In working on a short article for submission to Classical Singer magazine, I’ve reached an impasse in my thinking. Before I can continue writing my article, I have to clarify for myself the relative roles of conscious action and reflex action in processes like singing.
It’s clear that some muscles I can move at will; I can contract my biceps, for example, in “making a muscle.” Other muscles, like my diaphragm, do not seem to be operable at will; I cannot move my diaphragm up and down, for example. (If you think you are doing just that, it’s probably your ab muscles you’re moving, but that’s another blog posting….)
These categories are not black and white, however. When I pick up my coffee cup, my biceps contracts (along with a lot of other muscles) with no command coming from me to do so. Just my intention to bring some mildly caffeinated beverage to my lips is enough to invoke the necessary muscle contractions for raising the mug.

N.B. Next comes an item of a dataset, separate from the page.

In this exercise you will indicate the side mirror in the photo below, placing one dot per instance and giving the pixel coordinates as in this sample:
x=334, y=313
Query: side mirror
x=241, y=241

I can also indirectly affect the activation of my diaphragm, stopping its motion by deciding to hold my breath, or changing its rhythm by breathing faster or slower. In these altered forms of breathing, I assume that my diaphragm is moving differently, although I can’t feel it directly. (There aren’t any sensory nerves providing a feeling sense in my—or your—diaphragm.) In other words, I can’t move my diaphragm in a particular way, but I can cause it to move in that way by changing my breathing intentions.
A little experiment I just did convinced me that it is preferable whenever possible to let reflex run the show. I twice picked up pillow that was lying beside me on the couch. The first time I just decided to pick it up and let my body do the necessary muscular contractions to achieve that. Easy! The second time, I tried identifying which muscles would need to contract and to contract them so as to lift the pillow. I immediately froze up this second time, not knowing which muscles to activate for this “simple” movement, or in which order. The pillow stayed where it was, while my arm and neck got really tense. Eventually, I was able to make the pillow move a short distance, jerkily, with a huge expenditure of mental and muscular effort.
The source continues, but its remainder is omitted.